There's nothing like April 15 to focus us on reducing our tax bills. There are no secret tricks to avoiding tax. But a Roth account, which is essentially tax-free, is worth serious consideration by many tax payers. It's not for everyone, but it has real advantages.
First, a reminder. A Roth IRA or Roth 401(k) is a unique retirement account. Like a traditional IRA or 401(k), investment income within the account is not taxed. That includes dividends, interest and capital gain.
Roth accounts are different from traditional retirement accounts in three principal ways:
When you contribute to a Roth, there is no immediate tax deferral.
When you take money out of a Roth, there is no tax payable.
There is no required distribution from a Roth during the owner's lifetime.
We'll call a Roth account "the land of no tax".
There are two ways to get money into a Roth account.
Option 1: Contributing, up to certain modest limits. For a Roth IRA, you can contribute $6,000 annually ($7,000 if you are 50 or older) -- but only below certain income levels. (There's more here.) If your company has a Roth 401k, you can contribute up to $20,500 annually ($27,000 if you are 50).

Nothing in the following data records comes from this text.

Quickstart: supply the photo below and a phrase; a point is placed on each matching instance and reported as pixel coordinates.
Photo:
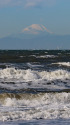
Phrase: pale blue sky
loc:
(16, 15)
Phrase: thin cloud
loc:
(27, 3)
(35, 29)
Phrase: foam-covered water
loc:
(34, 85)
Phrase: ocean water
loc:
(35, 87)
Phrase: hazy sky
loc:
(15, 15)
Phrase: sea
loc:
(34, 87)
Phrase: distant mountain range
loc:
(35, 37)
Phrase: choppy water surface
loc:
(34, 85)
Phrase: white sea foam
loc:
(37, 79)
(42, 106)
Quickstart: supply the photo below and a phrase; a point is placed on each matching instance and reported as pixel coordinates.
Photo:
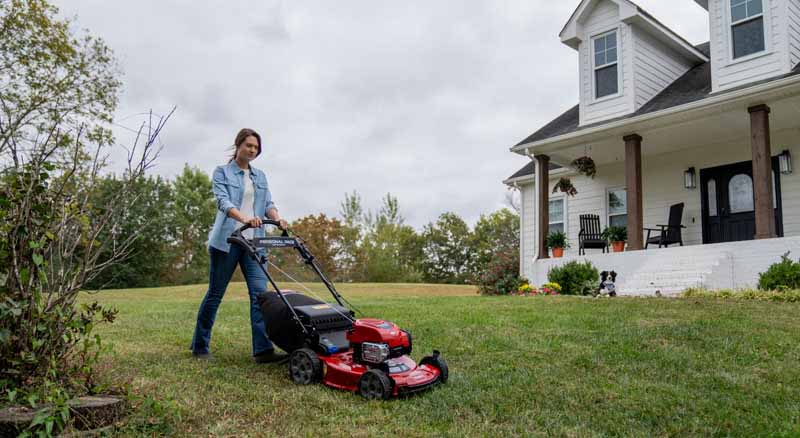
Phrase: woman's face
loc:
(248, 150)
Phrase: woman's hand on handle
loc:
(254, 222)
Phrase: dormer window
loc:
(747, 27)
(606, 71)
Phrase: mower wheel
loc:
(305, 367)
(439, 363)
(375, 384)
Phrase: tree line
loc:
(172, 222)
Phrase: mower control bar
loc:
(284, 241)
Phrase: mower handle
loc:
(265, 222)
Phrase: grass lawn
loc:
(519, 366)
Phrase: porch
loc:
(673, 270)
(721, 162)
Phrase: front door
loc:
(728, 207)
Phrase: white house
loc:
(712, 126)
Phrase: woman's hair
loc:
(240, 137)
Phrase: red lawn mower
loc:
(327, 344)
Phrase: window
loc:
(618, 208)
(606, 70)
(740, 193)
(556, 211)
(747, 27)
(712, 197)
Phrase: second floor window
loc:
(606, 71)
(747, 27)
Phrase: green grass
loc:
(519, 366)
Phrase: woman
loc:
(243, 196)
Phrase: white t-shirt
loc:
(248, 202)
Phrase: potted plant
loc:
(617, 236)
(557, 242)
(585, 165)
(565, 185)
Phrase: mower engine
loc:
(374, 341)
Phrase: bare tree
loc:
(58, 92)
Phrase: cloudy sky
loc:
(418, 98)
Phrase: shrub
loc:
(782, 275)
(575, 278)
(501, 276)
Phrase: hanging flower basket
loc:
(565, 186)
(585, 165)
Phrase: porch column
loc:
(762, 171)
(633, 188)
(543, 191)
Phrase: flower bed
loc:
(528, 290)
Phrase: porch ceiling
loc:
(727, 126)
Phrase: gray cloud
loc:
(421, 99)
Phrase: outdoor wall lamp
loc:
(689, 178)
(785, 162)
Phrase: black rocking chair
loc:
(590, 235)
(668, 234)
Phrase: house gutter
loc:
(703, 104)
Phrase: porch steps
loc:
(672, 271)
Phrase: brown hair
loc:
(241, 136)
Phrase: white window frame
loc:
(765, 7)
(606, 201)
(563, 200)
(595, 67)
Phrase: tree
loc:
(493, 234)
(193, 211)
(323, 237)
(57, 95)
(350, 258)
(447, 250)
(151, 221)
(387, 245)
(53, 83)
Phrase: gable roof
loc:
(528, 170)
(693, 86)
(630, 12)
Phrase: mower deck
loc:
(340, 371)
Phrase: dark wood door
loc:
(728, 205)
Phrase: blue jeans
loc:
(222, 266)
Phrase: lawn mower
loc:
(326, 343)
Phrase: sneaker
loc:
(203, 356)
(269, 356)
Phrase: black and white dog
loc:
(607, 284)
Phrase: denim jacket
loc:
(228, 185)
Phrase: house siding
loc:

So, building a large balance in a Roth takes years. But if your tax bracket is not high, a Roth contribution may make sense.
Option 2: Roth conversions. Here's how you can contribute large amounts -- but at a cost. At any time, you can "convert" (move) an unlimited amount from a traditional retirement account to a Roth. The downside: the amount converted is fully taxable that year as ordinary income. The upside: it will never be taxed again.
There are a number of situations where a Roth contribution or conversion may make sense. We have created a 3-page paper. Email me and I'll send it to you.
Here are two examples:
- You are retired but yet to start distributions from your retirement accounts, required from age 72. If you have a few years with low projected taxable income, doing a Roth conversion creates tax in a low bracket. Otherwise, you will distribute it later from your traditional retirement accounts at what may be a higher bracket.
- Your tax rate is eventually headed higher and the stock market has swooned. Moving 1,000 shares of stock into a Roth when the shares have fallen 25% costs you 25% less tax. Then you wait for the market to eventually rebound. All of that appreciation is tax-free.
Getting a significant balance into a Roth account is not easy. It takes time, inflates your tax bill, or both. But, once assets are within a Roth account, they will never be taxed again. If you think your tax rate may be higher in the future, think about loading up a Roth.